Eine Rechtssache hat grundsätzliche Bedeutung, wenn sie eine im betreffenden Berufungsverfahren klärungsbedürftige und für die Entscheidung dieses Verfahrens erhebliche Rechts- oder Tatsachenfrage aufwirft, deren Beantwortung über den konkreten Fall hinaus wesentliche Bedeutung für die einheitliche Anwendung oder Weiterentwicklung des Rechts hat. Dabei ist zur Darlegung dieses Zulassungsgrundes die Frage auszuformulieren und substantiiert auszuführen, warum sie für klärungsbedürftig und entscheidungserheblich gehalten und aus welchen Gründen ihr Bedeutung über den Einzelfall hinaus zugemessen wird.

Das Zulassungsvorbringen genügt diesen Anforderungen nicht. Dies gilt zunächst für die Auffassung, die grundsätzliche Bedeutung liege in der Definition der dienstlichen Belange durch das Verwaltungsgericht, eine obergerichtliche Klärung des Begriffs sei bisher nicht erfolgt. Im Übrigen ist nach der oben angeführten Rechtsprechung des Bundesverwaltungsgerichts der – in zahlreichen Rechtsvorschriften verwendete – unbestimmte Rechtsbegriff der dienstlichen Belange hinreichend geklärt. Ob dienstliche Belange einem Teilzeitbegehren entgegenstehen, beurteilt sich ausgehend davon grundsätzlich – wie auch hier – nach den konkreten Umständen des Einzelfalles, insbesondere nach den tatsächlichen Verhältnissen in der Beschäftigungsbehörde. Aus diesem Grund bedarf auch die von der Klägerin aufgeworfene Frage, „ob ein dem Beamten gesetzlich zustehender Anspruch aus dem Landesbeamtengesetz durch haushaltsrechtliche Vorgaben umgangen werden kann“, die zudem nach den obigen Ausführungen nicht entscheidungserheblich ist, nicht der Klärung im Berufungsverfahren. Für die Entscheidung dieses Verfahrens unerheblich ist schließlich die Frage, „ob alleine der Wunsch des Dienstherrn der Besetzung einer Stelle mit einem bestimmten Beamten dem Rechtsanspruch des Beamten auf Teilzeitbeschäftigung entgegengehalten werden kann“. Ein entgegenstehender dienstlicher Belang ergibt sich hier nicht aus einem bloßen Wunsch, sondern aus den plausiblen Darlegungen des Beklagten, dass im Interesse einer ordnungsgemäßen Aufgabenerfüllung die Klägerin auf ihrem Dienstposten dringend benötigt wird und durch eine Aushilfskraft nicht ersetzt werden kann.

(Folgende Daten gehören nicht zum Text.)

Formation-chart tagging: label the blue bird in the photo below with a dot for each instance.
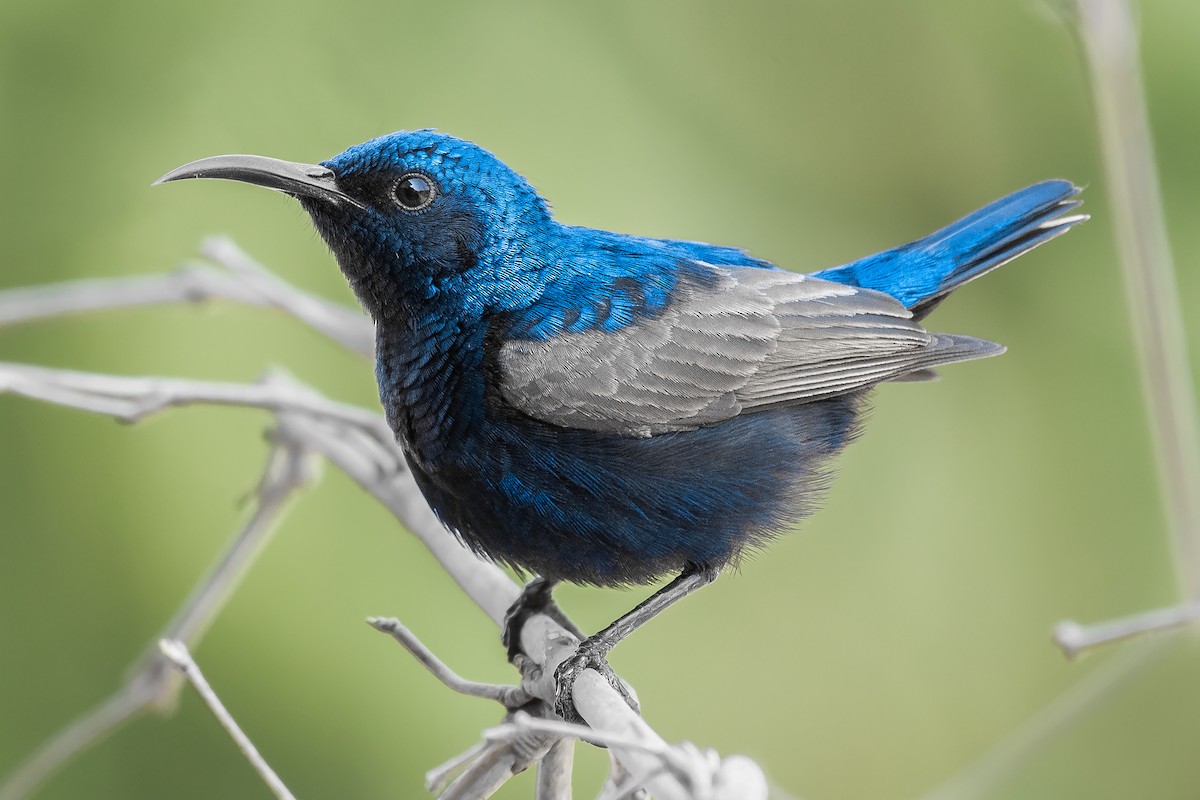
(606, 409)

Die Kostenentscheidung folgt aus § 154 Abs. 2 VwGO. Die Streitwertfestsetzung beruht auf den §§ 40, 47 Abs. 1 und 3, 52 Abs. 2 GKG.

Der Beschluss ist unanfechtbar (§ 152 Abs. 1 VwGO). Mit der Ablehnung des Zulassungsantrags wird das angefochtene Urteil rechtskräftig (§ 124a Abs. 5 Satz 4 VwGO).